La France et l'Ukraine ont signé lundi une lettre d'intention historique pour l'acquisition d'avions Rafale, jusqu'à 100 potentiellement. Ce contrat placerait Kiev au premier rang des clients export de l'avion de chasse français.

L'Ukraine va faire l'acquisition massive de Rafale de Dassault ces prochaines années. © Serge Goujon / Shutterstock
L'Ukraine va faire l'acquisition massive de Rafale de Dassault ces prochaines années. © Serge Goujon / Shutterstock

Volodymyr Zelensky n'a pas hésité à parler d'« accord historique ». Reçu ce lundi 17 novembre par Emmanuel Macron sur la base aérienne de Villacoublay, le président ukrainien a signé une lettre d'intention portant sur l'achat futur de jusqu'à 100 Rafale, accompagnés de systèmes de défense antiaérienne SAMP-T et de drones. Un engagement qui survient alors que Kiev subit de nouvelles frappes russes massives et traverse une période délicate sur le front.
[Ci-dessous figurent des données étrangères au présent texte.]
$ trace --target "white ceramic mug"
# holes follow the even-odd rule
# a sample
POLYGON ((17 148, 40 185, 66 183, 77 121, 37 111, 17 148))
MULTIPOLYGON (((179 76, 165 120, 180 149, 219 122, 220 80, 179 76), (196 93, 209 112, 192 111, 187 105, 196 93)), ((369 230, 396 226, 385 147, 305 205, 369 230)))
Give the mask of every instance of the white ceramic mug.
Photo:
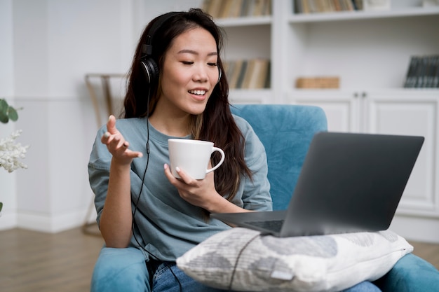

L'Ukraine en passe de devenir le premier client export du Rafale français

Avec ces 100 appareils Dassault, l'Ukraine détiendrait la deuxième flotte mondiale de Rafale, derrière les 225 exemplaires de l'armée française. Surtout, Kiev détrônerait les Émirats arabes unis (80 appareils), l'Inde (62) et l'Égypte (55) pour s'imposer comme premier client export du chasseur tricolore. Une perspective qui redore le blason de Dassault Aviation, dont le 300ème Rafale est sorti des chaînes de production récemment.

Mais restons lucides, cette lettre d'intention ne constitue pas une commande ferme. La facture oscillerait entre 10 et 15 milliards d'euros, selon les estimations de l'Élysée. Une somme colossale qui soulève immédiatement la question du financement pour un pays en guerre largement tributaire de l'Union européenne ces dernières années. De son côté, la présidence française assume pleinement de vouloir « mettre l'excellence française en matière d'industrie d'armement au service de la défense de l'Ukraine ».

Sur le tarmac de Villacoublay, industriels et militaires ont présenté au dirigeant ukrainien non seulement le Rafale et son armement, mais aussi le système antiaérien SAMP-T nouvelle génération, choisi notamment par le Danemark récemment. L'objectif de l'opération reste de protéger le ciel ukrainien face à l'agression russe, qui a tué au moins trois personnes dans la région de Kharkiv encore ce week-end.

Kiev n'aura pas tout de suite ses Rafale

Paris aura en tout cas fait évoluer sa doctrine, puisqu'au début du conflit, Emmanuel Macron craignait qu'un transfert d'avions de combat n'entraîne une escalade incontrôlable. Le président posait alors des conditions strictes : pas de frappes en territoire russe, pas de fragilisation des capacités françaises. Le tournant est arrivé le 6 juin 2024, avec l'annonce publique du transfert de plusieurs Mirage 2000-5F. Une décision concrétisée début 2025 lorsque Sébastien Lecornu, alors ministre des Armées, a confirmé le 6 février la livraison des premiers appareils. Six au total sont prévus d'être cédés, selon les rapports budgétaires.

En ce qui concerne les Rafale, comme le rappelle l'amiral Jean-Louis Vichot, ancien chef de mission militaire française auprès de l'Otan, sur BFMTV, « ils ne les auront pas tout de suite, ne serait-ce parce qu'il faut former les mécaniciens, les pilotes et parce qu'on a déjà du mal à avoir suffisamment de Rafale pour nous-mêmes ». Dassault Aviation anticipe néanmoins cette demande croissante en augmentant sa cadence de production jusqu'à trois avions par mois dès 2026, avec une ambition de quatre appareils par mois en 2028-2029.

La France prend donc toute sa part à la stratégie d'armement tous azimuts menée par Zelensky. Fin octobre, le dirigeant ukrainien avait déjà signé une lettre d'intention pour acquérir 100 à 150 avions de chasse Gripen suédois. Le leader ukrainien espère constituer une flotte de 250 nouveaux appareils grâce à des « discussions parallèles avec les Suédois, les Français et les Américains ». Après Villacoublay, le président Macron et lui se sont rendus au mont Valérien pour visiter l'état-major de la « force multinationale Ukraine », qui implique 35 pays et est prête à intervenir dès un éventuel cessez-le-feu.